Since1 March, Bruno Fabre, former vice-president of the board of directors, has been the director general of services (DGS) at the University of Montpellier. An original profile for a highly strategic position that this professor of management sciences took the time to explain to us.
You have just taken up your post as DGS of the University of Montpellier. Can you explain to us what the role of a DGS is?
The Director General of Services is, to use a metaphor, the conductor of the administration. His scope of action includes the central services but also the services in the UFRs, schools and institutes as well as in the research units. His role is twofold: to participate in the definition of the institution's policy and its deployment in the administrative and technical sense of the term.
So it's a political as well as an administrative role?
Absolutely! We tend to forget the political dimension, but it is clearly written into the texts governing the function of DGS. He or she participates, alongside the president and vice-presidents, in the definition of the institution's policy, even if he or she is not elected. This is what differentiates him from what used to be called secretaries general, who did not have this political dimension.
As you just said, you are not elected, how were you recruited?
It is a call for applications published on PEP, the Place de l'emploi public. Once the application has been accepted, the President of the University proposes the name of the candidate to the Minister of Higher Education and Research, who appoints the candidate.
Is this position limited in time?
I am on a four-year secondment, renewable once, to the same university.
At the UM, you are known as the Vice President of the Board of Directors (VP-CA). A position you held between 2015 and 2022. Why did you move to the ' other side '?
I take on this responsibility with a lot of humility and if I applied for this mission, it is first of all because I know that I can count on a competent administration and services.
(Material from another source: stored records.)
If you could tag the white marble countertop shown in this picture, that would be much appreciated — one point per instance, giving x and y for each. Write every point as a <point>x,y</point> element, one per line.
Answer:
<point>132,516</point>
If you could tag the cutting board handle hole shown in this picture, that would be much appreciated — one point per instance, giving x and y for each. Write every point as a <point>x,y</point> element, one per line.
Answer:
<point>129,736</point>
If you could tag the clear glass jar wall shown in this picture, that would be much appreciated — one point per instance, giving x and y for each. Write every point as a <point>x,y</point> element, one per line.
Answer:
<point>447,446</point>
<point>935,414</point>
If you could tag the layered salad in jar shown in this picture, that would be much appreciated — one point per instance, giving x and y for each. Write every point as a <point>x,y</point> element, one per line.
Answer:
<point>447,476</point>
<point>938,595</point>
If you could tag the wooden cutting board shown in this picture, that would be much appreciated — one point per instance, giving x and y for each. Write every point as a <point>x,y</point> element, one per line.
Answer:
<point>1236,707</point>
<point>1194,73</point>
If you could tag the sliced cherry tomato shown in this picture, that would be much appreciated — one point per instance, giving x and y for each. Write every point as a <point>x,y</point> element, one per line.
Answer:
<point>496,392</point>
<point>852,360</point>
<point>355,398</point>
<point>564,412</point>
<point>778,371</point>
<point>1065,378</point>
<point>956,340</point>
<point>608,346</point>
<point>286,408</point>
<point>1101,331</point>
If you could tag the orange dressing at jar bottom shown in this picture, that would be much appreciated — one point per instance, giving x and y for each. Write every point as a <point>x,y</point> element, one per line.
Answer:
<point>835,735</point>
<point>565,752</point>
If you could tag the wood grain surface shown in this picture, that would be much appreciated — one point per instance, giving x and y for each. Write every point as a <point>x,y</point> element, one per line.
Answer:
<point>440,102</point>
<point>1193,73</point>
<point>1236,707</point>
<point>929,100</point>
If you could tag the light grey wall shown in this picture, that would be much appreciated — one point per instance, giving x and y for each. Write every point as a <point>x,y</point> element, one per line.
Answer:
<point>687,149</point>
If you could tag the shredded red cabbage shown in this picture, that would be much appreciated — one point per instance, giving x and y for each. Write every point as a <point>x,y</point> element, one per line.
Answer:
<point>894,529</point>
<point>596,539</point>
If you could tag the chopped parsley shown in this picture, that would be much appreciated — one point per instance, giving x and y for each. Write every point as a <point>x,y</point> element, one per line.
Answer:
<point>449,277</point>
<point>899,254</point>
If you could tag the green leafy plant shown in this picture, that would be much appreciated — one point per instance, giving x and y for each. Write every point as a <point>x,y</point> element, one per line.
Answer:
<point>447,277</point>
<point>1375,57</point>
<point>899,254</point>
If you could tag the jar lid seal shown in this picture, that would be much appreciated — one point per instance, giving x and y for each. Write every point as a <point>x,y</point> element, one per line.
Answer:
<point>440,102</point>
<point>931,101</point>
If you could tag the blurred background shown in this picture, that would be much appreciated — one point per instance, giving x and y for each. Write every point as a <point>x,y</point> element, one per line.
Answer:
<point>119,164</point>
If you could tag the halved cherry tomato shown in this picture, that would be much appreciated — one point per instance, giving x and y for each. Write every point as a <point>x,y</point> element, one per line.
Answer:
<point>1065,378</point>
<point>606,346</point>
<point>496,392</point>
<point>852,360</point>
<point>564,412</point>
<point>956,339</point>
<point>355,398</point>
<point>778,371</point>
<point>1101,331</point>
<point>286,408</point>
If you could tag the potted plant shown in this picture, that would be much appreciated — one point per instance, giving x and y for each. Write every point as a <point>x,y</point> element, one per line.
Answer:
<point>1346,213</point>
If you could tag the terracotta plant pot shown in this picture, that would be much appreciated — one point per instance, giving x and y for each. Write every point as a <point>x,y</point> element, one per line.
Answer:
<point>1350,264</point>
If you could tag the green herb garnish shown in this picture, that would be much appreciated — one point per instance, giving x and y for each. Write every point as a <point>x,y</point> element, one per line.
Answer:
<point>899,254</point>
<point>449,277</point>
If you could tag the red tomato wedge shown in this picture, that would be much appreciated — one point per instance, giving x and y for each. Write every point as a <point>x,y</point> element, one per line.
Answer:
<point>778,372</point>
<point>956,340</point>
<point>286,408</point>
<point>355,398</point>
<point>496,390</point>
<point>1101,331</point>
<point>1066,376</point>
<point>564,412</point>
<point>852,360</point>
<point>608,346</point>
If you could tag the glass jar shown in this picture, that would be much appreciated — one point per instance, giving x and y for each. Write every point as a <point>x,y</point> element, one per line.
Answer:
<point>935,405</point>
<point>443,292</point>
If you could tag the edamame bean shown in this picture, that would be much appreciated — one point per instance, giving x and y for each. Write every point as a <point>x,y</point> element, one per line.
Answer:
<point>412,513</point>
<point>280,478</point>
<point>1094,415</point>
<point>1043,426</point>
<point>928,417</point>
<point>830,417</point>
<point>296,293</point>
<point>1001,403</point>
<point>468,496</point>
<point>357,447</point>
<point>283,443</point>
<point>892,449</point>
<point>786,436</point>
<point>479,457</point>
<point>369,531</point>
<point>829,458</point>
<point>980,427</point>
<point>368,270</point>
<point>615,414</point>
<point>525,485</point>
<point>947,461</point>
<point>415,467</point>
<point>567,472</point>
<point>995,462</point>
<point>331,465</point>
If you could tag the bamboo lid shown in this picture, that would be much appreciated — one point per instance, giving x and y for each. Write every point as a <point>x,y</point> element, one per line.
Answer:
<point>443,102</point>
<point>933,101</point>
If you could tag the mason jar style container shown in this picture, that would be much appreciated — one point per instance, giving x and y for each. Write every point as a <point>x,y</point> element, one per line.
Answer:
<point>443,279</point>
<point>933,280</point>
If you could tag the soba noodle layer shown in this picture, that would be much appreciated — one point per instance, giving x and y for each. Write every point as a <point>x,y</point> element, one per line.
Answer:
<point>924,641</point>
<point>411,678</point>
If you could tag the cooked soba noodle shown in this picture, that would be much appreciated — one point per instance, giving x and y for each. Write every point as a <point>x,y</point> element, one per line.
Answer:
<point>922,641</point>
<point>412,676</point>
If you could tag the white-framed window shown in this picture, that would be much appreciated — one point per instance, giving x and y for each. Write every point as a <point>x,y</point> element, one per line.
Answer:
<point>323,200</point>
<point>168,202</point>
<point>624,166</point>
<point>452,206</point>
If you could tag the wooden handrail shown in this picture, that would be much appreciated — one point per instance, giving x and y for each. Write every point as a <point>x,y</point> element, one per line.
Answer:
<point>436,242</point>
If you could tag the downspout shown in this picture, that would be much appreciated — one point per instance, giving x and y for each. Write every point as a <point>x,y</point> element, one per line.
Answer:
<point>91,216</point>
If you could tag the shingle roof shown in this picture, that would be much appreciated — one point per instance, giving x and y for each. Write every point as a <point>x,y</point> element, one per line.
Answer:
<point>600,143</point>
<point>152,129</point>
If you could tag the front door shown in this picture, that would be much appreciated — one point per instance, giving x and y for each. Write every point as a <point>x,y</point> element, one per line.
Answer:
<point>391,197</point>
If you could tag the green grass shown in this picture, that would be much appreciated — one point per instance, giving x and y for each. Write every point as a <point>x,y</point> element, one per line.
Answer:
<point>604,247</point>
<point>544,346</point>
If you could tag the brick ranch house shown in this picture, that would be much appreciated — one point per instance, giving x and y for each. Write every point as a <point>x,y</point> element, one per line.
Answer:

Secondly, it is true that as VP CA I worked on most of the files with the DGS. Each of us has a well-defined but complementary role. Today, I know the files well, so why not move to the " other side " to implement a policy that I helped to define as VP CA? And I like challenges and this one is a way of renewing myself while continuing my work.
At the UM, you are also known as a professor in management sciences, particularly at the IAE. Is this the first time that the University has appointed a teacher-researcher (EC) to this key position?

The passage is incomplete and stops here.